CAMBRIDGE, Mass. & CARLSBAD, Calif.--(BUSINESS WIRE)--Genzyme
Corp. (NASDAQ: GENZ) and Isis
Pharmaceuticals Inc. (NASDAQ: ISIS) today announced that the phase 3
study of mipomersen in patients with heterozygous familial
hypercholesterolemia (heFH) met its primary endpoint with a highly
statistically significant 28 percent reduction in LDL-cholesterol after
26 weeks of treatment, compared with an increase of 5 percent for
placebo.
“The average reduction in LDL-C of 28 percent in these high-risk,
difficult-to-treat patients with severe inherited high cholesterol is
very encouraging”
All of the 124 patients in the study had pre-existing coronary artery
disease, were taking a maximally tolerated dose of a statin and in many
cases additional lipid-lowering drugs. Patients’ average LDL-C at
baseline was 150 mg/dL. Patients treated with mipomersen had an average
LDL-C level of 104 mg/dL at the end of the study. Forty-five percent of
the mipomersen-treated patients achieved LDL-C levels of less than 100
mg/dL, a recognized treatment goal for high-risk patients. The
reductions observed in the study were in addition to those achieved with
the patients’ existing therapeutic regimens.
“The average reduction in LDL-C of 28 percent in these high-risk,
difficult-to-treat patients with severe inherited high cholesterol is
very encouraging,” said Evan A. Stein, M.D., Ph.D., Director of the
Metabolic & Atherosclerosis Research Center, Cincinnati, Ohio, and an
investigator on the study. “The nearly 50 mg/dL additional decrease in
LDL-C when added to maximally tolerated statin therapy is above what we
have seen with any other agent in this population, and the side effect
profile of mipomersen continues to be acceptable.”
The trial also met each of its three secondary endpoints with
statistically significant reductions in apo-B, total cholesterol, and
non-HDL-cholesterol. Study results are based on an intent-to-treat
analysis (full analysis set). Data will be submitted for presentation at
a future medical meeting.
“We are excited by these strong data in the second phase 3 trial of
mipomersen,” said Genzyme Chief Medical Officer Richard A. Moscicki,
M.D. “This therapy has the potential to make a major difference in the
lives of patients who are in great need of new treatment options. With
these data, we remain on-track with our development plan for mipomersen.”
There were no new areas of safety concerns identified in the trial. Of
the 83 patients treated with mipomersen, 73 completed the study; nine of
the discontinuations were related to adverse events. Consistent with
previous studies evaluating mipomersen, the most commonly observed
adverse events were injection site reactions and flu-like symptoms.
As in other mipomersen trials, elevations in liver transaminases were
observed that were similar in magnitude and duration to those seen in
other studies. None of these patients had changes in other laboratory
tests to indicate hepatic dysfunction, and there were no Hy’s Law cases.

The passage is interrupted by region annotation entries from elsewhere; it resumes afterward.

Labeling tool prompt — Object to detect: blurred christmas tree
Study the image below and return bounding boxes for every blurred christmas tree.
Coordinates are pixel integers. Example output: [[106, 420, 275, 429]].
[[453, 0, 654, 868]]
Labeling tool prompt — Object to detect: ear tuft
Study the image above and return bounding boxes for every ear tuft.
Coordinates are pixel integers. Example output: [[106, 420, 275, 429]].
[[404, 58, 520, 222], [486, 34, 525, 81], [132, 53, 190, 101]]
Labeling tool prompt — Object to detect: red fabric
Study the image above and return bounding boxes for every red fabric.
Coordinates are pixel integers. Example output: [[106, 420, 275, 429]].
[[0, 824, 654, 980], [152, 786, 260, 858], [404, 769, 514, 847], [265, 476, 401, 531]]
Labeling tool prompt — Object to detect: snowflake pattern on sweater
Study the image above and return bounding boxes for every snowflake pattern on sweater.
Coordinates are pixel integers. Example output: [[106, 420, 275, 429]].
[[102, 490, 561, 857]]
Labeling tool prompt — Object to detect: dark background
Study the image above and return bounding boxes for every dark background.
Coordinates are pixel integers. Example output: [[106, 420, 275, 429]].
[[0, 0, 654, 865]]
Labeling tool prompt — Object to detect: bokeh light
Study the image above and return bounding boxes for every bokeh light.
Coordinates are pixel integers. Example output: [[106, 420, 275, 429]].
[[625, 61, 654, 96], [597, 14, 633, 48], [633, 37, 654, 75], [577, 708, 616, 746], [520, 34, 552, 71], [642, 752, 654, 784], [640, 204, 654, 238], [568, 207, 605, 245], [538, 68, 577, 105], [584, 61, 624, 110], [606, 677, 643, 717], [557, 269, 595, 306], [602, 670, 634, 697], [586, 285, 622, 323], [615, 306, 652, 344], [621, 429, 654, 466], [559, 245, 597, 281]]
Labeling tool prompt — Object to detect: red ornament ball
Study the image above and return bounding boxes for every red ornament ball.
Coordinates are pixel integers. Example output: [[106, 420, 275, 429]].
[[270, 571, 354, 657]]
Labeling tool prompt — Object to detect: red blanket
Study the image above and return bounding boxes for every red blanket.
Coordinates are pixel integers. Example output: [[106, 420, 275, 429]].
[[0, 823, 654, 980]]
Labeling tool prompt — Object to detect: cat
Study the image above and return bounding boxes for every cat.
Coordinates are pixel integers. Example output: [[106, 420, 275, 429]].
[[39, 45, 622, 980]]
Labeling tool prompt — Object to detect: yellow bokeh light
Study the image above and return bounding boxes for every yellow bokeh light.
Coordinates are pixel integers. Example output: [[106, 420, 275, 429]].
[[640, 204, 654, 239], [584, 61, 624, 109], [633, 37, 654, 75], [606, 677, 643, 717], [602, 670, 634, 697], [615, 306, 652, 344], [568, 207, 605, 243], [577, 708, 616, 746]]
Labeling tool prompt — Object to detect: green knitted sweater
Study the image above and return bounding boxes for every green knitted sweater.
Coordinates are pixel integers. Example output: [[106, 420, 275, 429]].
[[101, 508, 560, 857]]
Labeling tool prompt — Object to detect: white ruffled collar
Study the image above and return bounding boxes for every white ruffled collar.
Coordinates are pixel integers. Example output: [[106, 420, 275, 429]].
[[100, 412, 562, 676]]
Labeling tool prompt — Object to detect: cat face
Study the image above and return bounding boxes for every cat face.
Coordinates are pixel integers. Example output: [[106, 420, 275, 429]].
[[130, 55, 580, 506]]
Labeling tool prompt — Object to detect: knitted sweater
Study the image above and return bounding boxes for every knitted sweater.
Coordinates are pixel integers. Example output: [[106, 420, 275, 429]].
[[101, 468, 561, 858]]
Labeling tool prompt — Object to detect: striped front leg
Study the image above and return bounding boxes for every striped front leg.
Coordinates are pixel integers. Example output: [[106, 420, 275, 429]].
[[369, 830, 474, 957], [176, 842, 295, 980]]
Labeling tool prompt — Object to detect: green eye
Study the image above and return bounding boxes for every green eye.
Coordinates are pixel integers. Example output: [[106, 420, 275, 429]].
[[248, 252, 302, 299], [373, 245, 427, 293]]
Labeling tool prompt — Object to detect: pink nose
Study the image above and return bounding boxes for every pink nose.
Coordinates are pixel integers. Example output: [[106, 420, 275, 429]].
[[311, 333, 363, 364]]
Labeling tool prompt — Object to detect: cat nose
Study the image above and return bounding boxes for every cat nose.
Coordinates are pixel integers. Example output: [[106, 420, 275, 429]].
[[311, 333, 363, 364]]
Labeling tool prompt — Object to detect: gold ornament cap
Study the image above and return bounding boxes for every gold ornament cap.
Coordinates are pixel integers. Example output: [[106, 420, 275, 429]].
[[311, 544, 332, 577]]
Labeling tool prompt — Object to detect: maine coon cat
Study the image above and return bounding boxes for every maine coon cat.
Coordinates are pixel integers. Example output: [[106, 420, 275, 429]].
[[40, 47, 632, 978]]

“Mipomersen has again delivered positive results with this second phase
3 study, and continues to make progress toward the market,” said Stanley
Crooke, Chairman and Chief Executive Officer of Isis Pharmaceuticals.
“Mipomersen represents the power of antisense technology and reflects
our commitment to innovation and technological advancement to create
potent and specific drugs to help people lead healthier and more hopeful
lives.”
The study was a randomized, double-blind, placebo-controlled trial that
enrolled 124 heFH patients, aged 18 and older with LDL-C levels greater
than 100 mg/dL. Patients were randomized 2:1 to receive a 200 mg dose of
mipomersen or placebo weekly for 26 weeks. The trial was conducted at 26
sites in the United States and Canada.
Late-Stage Development Plan
Genzyme’s initial U.S. and E.U. regulatory filings for mipomersen will
seek marketing approval for the treatment of patients with homozygous FH
(hoFH). The phase 3 study of mipomersen in hoFH met its primary endpoint
with a 25 percent reduction in LDL-C, and results were presented at the
annual American Heart Association meeting in November. In the first half
of 2011, Genzyme expects to file for U.S. and E.U. approval of the
treatment and to have made progress toward filing in other major
international markets.
These two filings may also include patients with severe
hypercholesterolemia. A phase 3 study of mipomersen in patients with
severe hypercholesterolemia is fully enrolled with 58 patients and data
are anticipated in mid-2010. The companies have also completed
enrollment in a phase 3 trial involving 158 hypercholesterolemic
patients at high risk for coronary heart disease, and data are
anticipated in mid-2010.
About Mipomersen
Mipomersen is a first-in-class apo-B synthesis inhibitor currently in
late-stage development. It is intended to reduce LDL-C by preventing the
formation of atherogenic lipids. It acts by decreasing the production of
apo-B, which provides the structural core for all atherogenic lipids,
including LDL-C, which carry cholesterol through the bloodstream.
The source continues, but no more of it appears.